We then heard from the head of ADHO, Karina van Dalen-Oskam who talked about all the work that goes into a conference.

The Co-Chairs of the Programme Committee, Élika Ortega and Glen Worthey then talked about the conference and how we can help make it accessible in different languages.

Janet Chávez Santiago: Tramando la palabra

Elizabeth Burr introduced the keynote speaker by talking about the study of dialects and how many thought they were disappearing. Information was collected of dialects and indigenous languages without giving the people any voice. With the Internet it seemed that English was the only language to be used. Things started to changed as communities began to organize themselves to preserve their languages.

Janet began by speaking a few words in Zabotek from Oaxaca. She wants to talk about word wefting. She showed a quote from Nancy Dorian from "Surviving the Broadcast Media in Small Languages Communities." She then talked about textiles and how they are stories of familieis that transcend tools and processes. The traditional communities are also always changing. She is the fourth generation in a family of weavers. Janet has been documenting her language and weaving. In her home town almost every family has a loom. The looms they use now were introduced by the Spanish.

Wefting! Why wefting? In Spanish wefting also means plotting. To weft words is to plan a discourse. In her day to day life she wefts her life and words.

She then showed the warp and weft of a carpet. The weft goes through between warp. Together they tell the story of their community. With their hands a weaver can tell a story that can be understood anywhere. Weft and warp are not repetative. Different weaving traditions vary just like different languages.

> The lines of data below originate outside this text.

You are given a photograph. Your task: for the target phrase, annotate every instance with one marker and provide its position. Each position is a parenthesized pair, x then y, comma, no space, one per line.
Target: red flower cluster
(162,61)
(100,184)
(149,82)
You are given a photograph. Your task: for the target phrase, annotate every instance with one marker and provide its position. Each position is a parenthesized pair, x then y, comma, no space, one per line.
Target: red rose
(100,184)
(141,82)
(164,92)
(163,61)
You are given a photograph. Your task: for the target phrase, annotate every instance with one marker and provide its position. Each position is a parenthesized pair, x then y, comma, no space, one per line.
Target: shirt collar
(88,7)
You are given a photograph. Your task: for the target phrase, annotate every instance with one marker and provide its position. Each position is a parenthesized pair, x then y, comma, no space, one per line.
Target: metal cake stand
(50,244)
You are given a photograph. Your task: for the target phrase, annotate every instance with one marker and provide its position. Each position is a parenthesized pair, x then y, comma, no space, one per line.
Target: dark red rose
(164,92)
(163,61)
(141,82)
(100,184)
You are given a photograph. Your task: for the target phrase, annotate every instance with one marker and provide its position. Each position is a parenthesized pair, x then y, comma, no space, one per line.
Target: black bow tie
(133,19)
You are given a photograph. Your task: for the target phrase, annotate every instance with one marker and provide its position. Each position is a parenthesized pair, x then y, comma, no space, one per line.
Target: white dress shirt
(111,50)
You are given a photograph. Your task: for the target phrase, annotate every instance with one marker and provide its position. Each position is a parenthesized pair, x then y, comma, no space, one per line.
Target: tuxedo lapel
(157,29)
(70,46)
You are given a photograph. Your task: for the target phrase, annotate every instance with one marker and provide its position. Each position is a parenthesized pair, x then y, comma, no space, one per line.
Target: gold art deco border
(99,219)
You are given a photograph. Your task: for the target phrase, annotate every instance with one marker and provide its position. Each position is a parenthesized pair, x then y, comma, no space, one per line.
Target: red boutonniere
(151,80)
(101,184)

She then talked about patterns and frets. They interpret the patterns of the past. Similar patterns might have different interpretations in different cultures. Weaving are connected to nature. Digital media could be a warp with which speakers of endangered languages can weave their stories. They need to have their language and culture be present. She talked about some of the ways to make present an indigenous language including:

  • She has been creating an oral dictionary to help teach Zapotek
  • Using social media in Zapotek
  • Online newspapers in Zapotek
  • Basic school books in the language (and they shouldn't talk about Zapotek in the past tense)

She called us to bridge learning and coexistence; to use the digital to make indigenous languages present.

She talked about how we often think of indigenous people as primitive and then took our picture with an iPhone to emphasize how they are just like everyone else.

Day 2, Wednesday, June 27

DH in 3D: Multidimensional Research and Education in the Digital Humanities

Micki Kaufman pulled together a panel on 3D that I was on so these notes are after the fact. She gave the first short paper and talked about her Kissinger project and how visualizing in 3D has made a difference. She talked about face 3D and moving (using Unity) to real 3D. She pointed out how important typeface is in a 3D world - it is visual symbology.

Network graphs can be hairballs, but 3D can help disentangle it. In 3D you have to engage with the data - manipulate it as you are in it. It cognitively disrupts the gods-eye view of 2D.

In questions people asked about how to assess such interfaces.

Rachel Hendery talked about 3 fascinating projects that deal with aboriginal spaces. She showed the projects and talked about the elders were involved from the beginning. She talked about tensions between stakeholders. In one project funded by the Rugby League there was tension between the League that wanted publicity and elders that wanted context.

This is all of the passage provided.